For someone in the 24 percent tax bracket, an early withdrawal of $5,000 will cost $1,700 in taxes and penalties. In addition, you’ll lose out on the future growth of that $5,000. Invested for 20 years at 5 percent, that $5,000 would have grown to more than $13,000.
The best thing you can do if you find yourself unemployed is to get back to work quickly.
So, how can you prepare for unemployment?
First — and most important — keep your résumé up-to-date and ready to go. Not only is it easier to pay for résumé services when you’re employed, but you won’t lose valuable time getting started with your job search. It can take anywhere from a few days to a few weeks to create an interview-winning résumé and portfolio of career documents. The sooner you are able to start your job search, the closer you’ll be to going back to work. Also, the longer you are unemployed, the harder it is to find a new job
Second, have an emergency fund.

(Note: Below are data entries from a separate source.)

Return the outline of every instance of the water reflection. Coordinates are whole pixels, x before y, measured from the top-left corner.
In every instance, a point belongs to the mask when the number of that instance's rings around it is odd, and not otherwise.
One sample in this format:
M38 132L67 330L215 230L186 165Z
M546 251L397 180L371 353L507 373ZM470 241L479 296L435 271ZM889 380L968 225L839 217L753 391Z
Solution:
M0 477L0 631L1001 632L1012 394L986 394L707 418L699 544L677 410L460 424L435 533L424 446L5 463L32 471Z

One of the biggest struggles with unemployment is losing your income. Unemployment benefits — if you’re eligible to receive them — can take weeks to get approved. In the meantime, having an emergency fund — even a small fund of 2-4 weeks of expenses — is better than nothing. Most experts recommend having 3-5 months of savings.
Third, the best offense is a good defense. If you think you’re in danger of losing your job, batten down the hatches. Make a list of your current expenses (review your checkbook register, credit card statements, or online banking profile) and see what you can cut out. Determine which of your current monthly expenses must be maintained (mortgage and car payments, utilities, groceries) and which ones you can do without for now. Eliminate any unnecessary expenses.
Finally, it can be easier to find a job when you have a job, so don’t wait until you lose your job to start looking. And take the advice of author Harvey Mackay and “Dig Your Well Before You’re Thirsty” and cultivate your network while you’re still working. Build your connections on LinkedIn. Keep in touch with former co-workers and supervisors.
After all, the cost of unemployment is high. Higher than you may have thought.